Code: (it's hard to read, blogger doesn't allow code or pre tags in comments)

class drawer#(VERTICES=5,EDGES=8);

bit[VERTICES-1:0][VERTICES-1:0] m_edges;

rand byte unsigned r_vertex[EDGES:0];

rand bit[VERTICES-1:0][VERTICES-1:0][EDGES:0] r_edges;

constraint c_edges {

foreach(r_edges[v1, v2, i]) {

r_vertex[i] < VERTICES;

(i > 0) && (r_vertex[i] == v2) && (r_vertex[i-1] == v1) ->

r_edges[v1][v2][i-1] == 1 &&

m_edges[v1][v2] | m_edges[v2][v1] == 1;

m_edges[v1][v2] -> $onehot({r_edges[v1][v2], r_edges[v2][v1]});

}

}

endclass

This works with VCS and Questa. VCS is a bit slow at it... It speeds up quite a bit if we explicitly set r_edges to 0 when they are not drawn on, but I was going for the least amount of constraint code :).

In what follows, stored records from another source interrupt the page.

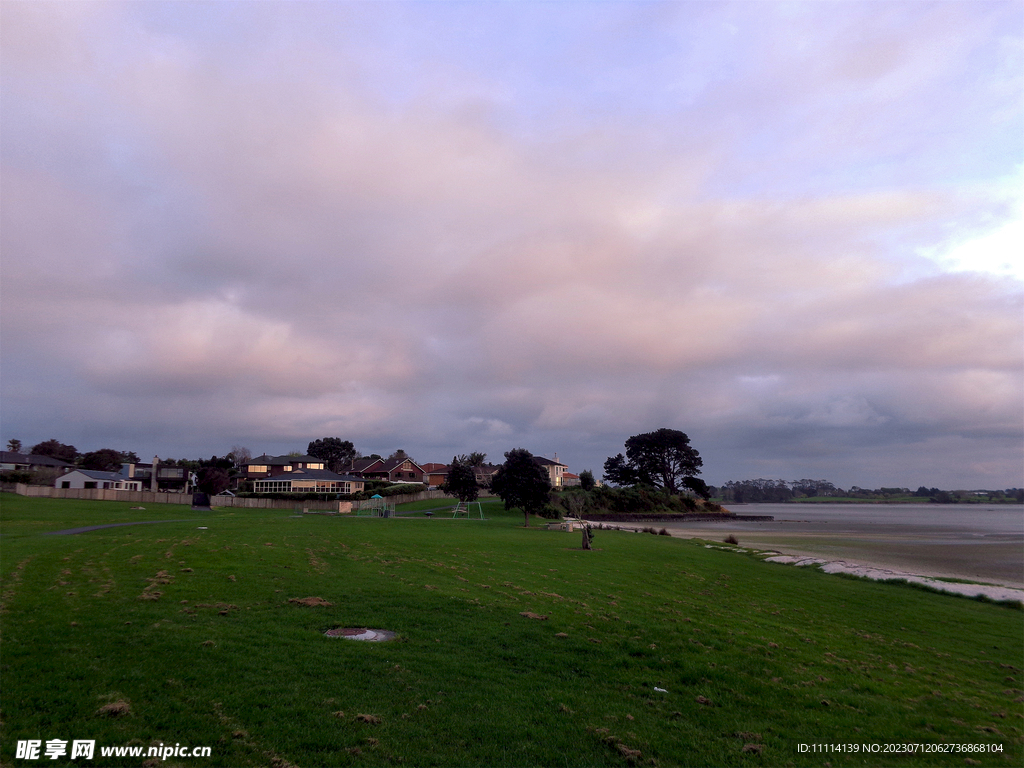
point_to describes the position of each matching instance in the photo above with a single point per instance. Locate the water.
(975, 542)
(971, 520)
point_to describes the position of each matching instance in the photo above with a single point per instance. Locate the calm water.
(974, 519)
(975, 542)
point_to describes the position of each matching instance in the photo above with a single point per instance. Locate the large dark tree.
(663, 459)
(55, 450)
(521, 482)
(337, 453)
(104, 460)
(461, 480)
(587, 480)
(213, 479)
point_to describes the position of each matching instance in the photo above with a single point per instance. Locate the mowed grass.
(193, 629)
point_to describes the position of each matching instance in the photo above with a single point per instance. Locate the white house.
(91, 478)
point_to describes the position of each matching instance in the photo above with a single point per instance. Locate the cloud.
(266, 229)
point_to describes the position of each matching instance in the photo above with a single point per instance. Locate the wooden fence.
(147, 497)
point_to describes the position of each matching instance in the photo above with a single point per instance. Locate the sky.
(793, 230)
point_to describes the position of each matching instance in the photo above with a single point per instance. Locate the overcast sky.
(791, 229)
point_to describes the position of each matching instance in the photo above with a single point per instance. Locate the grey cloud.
(273, 257)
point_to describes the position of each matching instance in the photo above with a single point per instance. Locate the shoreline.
(834, 554)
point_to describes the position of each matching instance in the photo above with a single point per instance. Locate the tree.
(587, 480)
(104, 460)
(55, 450)
(337, 453)
(663, 459)
(212, 480)
(240, 455)
(698, 486)
(461, 480)
(521, 482)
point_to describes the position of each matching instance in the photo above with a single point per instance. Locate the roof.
(547, 462)
(9, 457)
(361, 465)
(281, 461)
(395, 463)
(95, 474)
(314, 474)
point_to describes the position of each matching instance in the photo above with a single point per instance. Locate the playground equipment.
(466, 508)
(378, 507)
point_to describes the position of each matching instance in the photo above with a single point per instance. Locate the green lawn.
(194, 631)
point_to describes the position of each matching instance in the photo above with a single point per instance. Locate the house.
(392, 470)
(555, 469)
(168, 477)
(10, 461)
(302, 480)
(270, 466)
(434, 474)
(91, 478)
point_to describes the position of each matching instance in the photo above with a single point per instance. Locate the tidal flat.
(983, 543)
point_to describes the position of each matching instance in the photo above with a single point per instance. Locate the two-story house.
(394, 470)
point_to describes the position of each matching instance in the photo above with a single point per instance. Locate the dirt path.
(69, 531)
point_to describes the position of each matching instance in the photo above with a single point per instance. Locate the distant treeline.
(765, 491)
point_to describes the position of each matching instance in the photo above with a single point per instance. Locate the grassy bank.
(193, 631)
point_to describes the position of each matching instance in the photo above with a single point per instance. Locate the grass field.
(190, 634)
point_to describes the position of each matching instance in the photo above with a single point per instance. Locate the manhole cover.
(353, 633)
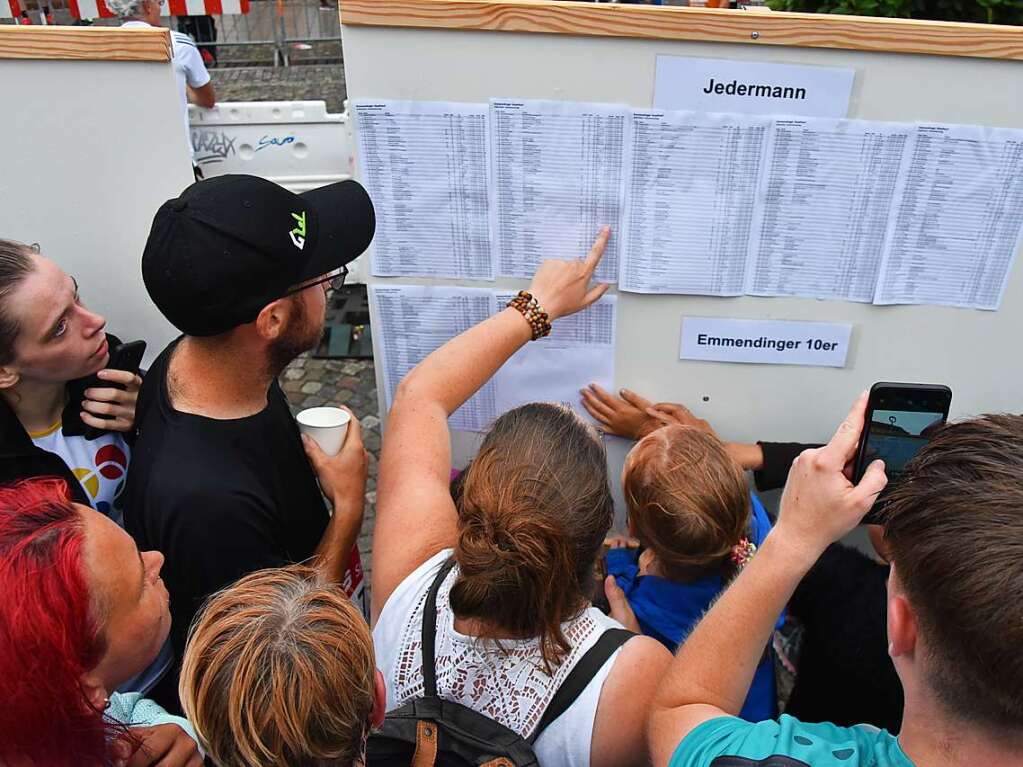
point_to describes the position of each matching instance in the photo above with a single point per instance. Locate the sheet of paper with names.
(560, 170)
(692, 192)
(580, 350)
(701, 204)
(413, 320)
(427, 168)
(959, 223)
(824, 206)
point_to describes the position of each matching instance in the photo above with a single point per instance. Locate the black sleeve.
(777, 459)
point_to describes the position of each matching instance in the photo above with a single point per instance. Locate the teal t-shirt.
(787, 742)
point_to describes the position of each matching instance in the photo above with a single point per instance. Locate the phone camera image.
(896, 436)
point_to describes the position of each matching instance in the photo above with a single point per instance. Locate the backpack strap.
(430, 631)
(581, 675)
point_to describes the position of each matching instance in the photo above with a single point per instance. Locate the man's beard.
(300, 335)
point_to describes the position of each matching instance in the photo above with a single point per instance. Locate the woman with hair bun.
(514, 614)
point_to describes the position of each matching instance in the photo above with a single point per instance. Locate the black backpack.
(433, 732)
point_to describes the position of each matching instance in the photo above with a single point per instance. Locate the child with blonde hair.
(698, 524)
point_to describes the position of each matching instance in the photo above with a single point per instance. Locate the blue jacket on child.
(669, 611)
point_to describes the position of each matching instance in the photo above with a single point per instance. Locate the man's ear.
(95, 691)
(272, 320)
(380, 701)
(901, 621)
(8, 376)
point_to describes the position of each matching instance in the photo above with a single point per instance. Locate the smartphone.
(900, 419)
(123, 357)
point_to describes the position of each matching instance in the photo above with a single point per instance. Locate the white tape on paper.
(764, 342)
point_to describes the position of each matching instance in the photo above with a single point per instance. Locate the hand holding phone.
(900, 419)
(108, 402)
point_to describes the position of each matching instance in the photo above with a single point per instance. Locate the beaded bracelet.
(538, 320)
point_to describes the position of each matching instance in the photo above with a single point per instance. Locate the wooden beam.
(85, 43)
(707, 25)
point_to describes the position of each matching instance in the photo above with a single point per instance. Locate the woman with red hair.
(83, 611)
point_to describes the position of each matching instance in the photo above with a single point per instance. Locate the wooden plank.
(85, 43)
(708, 25)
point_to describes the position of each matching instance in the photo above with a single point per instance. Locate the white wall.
(90, 149)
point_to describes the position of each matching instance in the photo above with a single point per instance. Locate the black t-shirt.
(218, 498)
(845, 675)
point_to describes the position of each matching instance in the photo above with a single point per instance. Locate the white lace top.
(506, 683)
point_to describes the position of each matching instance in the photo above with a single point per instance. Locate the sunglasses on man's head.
(335, 281)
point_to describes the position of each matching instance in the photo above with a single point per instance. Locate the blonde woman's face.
(59, 339)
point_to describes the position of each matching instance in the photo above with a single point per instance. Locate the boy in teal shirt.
(954, 530)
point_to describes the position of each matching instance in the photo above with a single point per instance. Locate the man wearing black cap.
(220, 483)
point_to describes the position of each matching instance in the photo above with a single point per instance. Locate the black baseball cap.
(231, 244)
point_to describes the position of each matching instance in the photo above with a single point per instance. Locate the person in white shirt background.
(191, 75)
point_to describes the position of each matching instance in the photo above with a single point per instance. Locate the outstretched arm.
(415, 516)
(711, 675)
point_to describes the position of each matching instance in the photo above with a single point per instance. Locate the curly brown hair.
(533, 511)
(687, 501)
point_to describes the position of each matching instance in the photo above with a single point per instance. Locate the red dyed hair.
(48, 636)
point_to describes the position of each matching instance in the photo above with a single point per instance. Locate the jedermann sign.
(751, 87)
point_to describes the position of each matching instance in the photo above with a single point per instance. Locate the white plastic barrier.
(298, 144)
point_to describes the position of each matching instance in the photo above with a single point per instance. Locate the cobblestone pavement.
(296, 83)
(310, 382)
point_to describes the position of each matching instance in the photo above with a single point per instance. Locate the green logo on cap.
(299, 232)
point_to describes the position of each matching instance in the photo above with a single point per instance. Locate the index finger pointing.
(596, 252)
(843, 445)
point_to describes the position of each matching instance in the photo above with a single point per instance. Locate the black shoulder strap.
(430, 631)
(581, 675)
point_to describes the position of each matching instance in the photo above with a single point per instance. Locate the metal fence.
(273, 32)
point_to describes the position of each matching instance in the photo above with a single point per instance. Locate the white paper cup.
(327, 425)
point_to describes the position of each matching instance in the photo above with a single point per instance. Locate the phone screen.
(896, 436)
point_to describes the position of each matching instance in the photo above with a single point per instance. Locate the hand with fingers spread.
(110, 408)
(820, 504)
(623, 416)
(562, 287)
(162, 746)
(620, 608)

I think Incisive still doesn't support $onehot in a constraint, but one could write a function to replace it.

Self-torture is probably a bit strong for it, but patience for sure. I wanted to dabble with using an adjacency matrix too for the solution, but I didn't want to go too deep into graph theory. Your solution is anyway pretty cool. It's interesting to see that one little extra constraint can speed up some solvers.

ReplyDeleteRegarding $onehot, I had the exact same problem for N-Queens. I'd avoid it since as you say it's not supported by all sims, but a viable replacement is sum(). A handwritten function would create a unidirectional constraint and that would change the solution space. To use sum(), though we need to work with arrays of bits instead of vectors.

I have originally tried to use a 3-D array with .sum(), but managed to crash 2 of 3 simulators, with third complaining that it didn't support it yet. (That's probably where my self-torture comment came from :) ). So, that sent me the way of the 3-D vector instead.

DeleteUsing a onehot() custom function would indeed change the solve order, but since it's essentially being used to "check" the answer at the end, it would still produce the correct answer here.